The folks at Pachyderm believe there’s an elephant in the room when it comes to data analytics, namely the weaknesses of Hadoop. So they set out to build an Hadoop alternative based on containers, version one of which has just been released.
The Pachyderm stack uses Docker containers as well as CoreOS and Kubernetes for cluster management. It replaces HDFS with its Pachyderm File System and MapReduce with Pachyderm Pipelines.
The company has focused on fundamental principles including reproducibility, data provenance and, most importantly, collaboration – a feature they say has been sorely missing from the Big Data world and one that has generated the most excitement from potential users, according to CEO and co-founder Joe Doliner.

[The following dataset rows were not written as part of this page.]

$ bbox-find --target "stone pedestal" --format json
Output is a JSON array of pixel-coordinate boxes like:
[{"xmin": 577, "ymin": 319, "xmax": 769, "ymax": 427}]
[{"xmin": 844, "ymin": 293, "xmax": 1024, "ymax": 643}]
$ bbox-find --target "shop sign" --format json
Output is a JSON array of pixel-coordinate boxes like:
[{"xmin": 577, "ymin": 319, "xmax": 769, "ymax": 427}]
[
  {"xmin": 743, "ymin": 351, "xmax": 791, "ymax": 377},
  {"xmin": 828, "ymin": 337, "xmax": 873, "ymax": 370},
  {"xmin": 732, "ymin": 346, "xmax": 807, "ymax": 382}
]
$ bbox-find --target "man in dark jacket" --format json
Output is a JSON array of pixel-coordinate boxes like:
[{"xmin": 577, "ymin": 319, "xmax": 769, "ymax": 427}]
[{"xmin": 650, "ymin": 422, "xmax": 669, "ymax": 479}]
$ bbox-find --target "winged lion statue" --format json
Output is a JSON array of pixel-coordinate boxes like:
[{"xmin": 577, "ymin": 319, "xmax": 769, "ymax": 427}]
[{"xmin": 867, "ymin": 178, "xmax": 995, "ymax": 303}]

To that end, the developers looked to the Git model to create a repository of well-documented, reusable analysis pipelines so that teams no longer have to build everything from scratch.

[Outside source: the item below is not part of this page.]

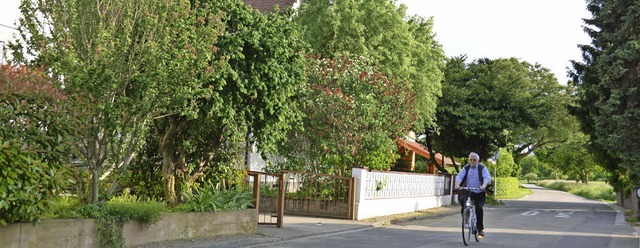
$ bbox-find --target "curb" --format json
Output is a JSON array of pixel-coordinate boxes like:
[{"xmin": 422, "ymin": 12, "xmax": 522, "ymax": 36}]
[{"xmin": 200, "ymin": 225, "xmax": 375, "ymax": 248}]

“We think it’s inevitable that containers will precipitate the end of Hadoop because they cause you to completely rethink all the assumptions that [were the basis] of Hadoop in the early days,” said co-founder Joey Zwicker.
As an example, he notes that in Hadoop, people write their jobs in Java, and it all runs on the JVM.
“This was a great assumption at the time because Java was the leading platform, there were tons of people on it. But fast-forward to today, and now we have containers. They’re a much better tool for the job because you can use literally any tool in the whole world. We’ve built a system that allows you to put anything in a container and use it for big data,” he said.
Rather than being required to use Hadoop-specific tools, such as the Hadoop Image Processing Library, you can any of the existing image-processing libraries. You can use any open-source computer vision tool such as OpenCV, ccv, or VXL.
“We believe people are going to want to use the tools that are best in class. Containers allow them to do that,” Zwicker said.
Though it’s written in Go, data scientists can use any languages or libraries that best fit their needs, they say.
The two components Pachyderm developed for the stack are file system and pipeline system.
Pachyderm Pipelines is a system of stringing containers together and doing data analysis with them. You create a containerized program with the tools of your choice that reads and writes to the local filesystem. It uses a FUSE volume to inject data into the container, then automatically replicates the container, showing each one a different chunk of data. This technique enables Pachyderm to scale any code you write to process massive data sets in parallel, according to Zwicker. It doesn’t require using Java at all: If it fits in a container, you can use it for data analysis.
Pachyderm File System is a distributed file system that draws inspiration from git, providing version control over all the data. It’s the core data layer that delivers data to containers. The data is stored in generic object storage such as Amazon’s S3, Google Cloud Storage or the open source Ceph file system. And like Apple’s Time Machine, it provides historical snapshots of how you data looked at different points in time.
“It lets you see how things have changed; it lets people work together,” Zwicker said. “It allows people to not only collaborate on code but on data. One data scientist can build a data set, and another can fork it and build off of it, then merge the results back with the original one. This is something that has been completely missing from the data science tools out there.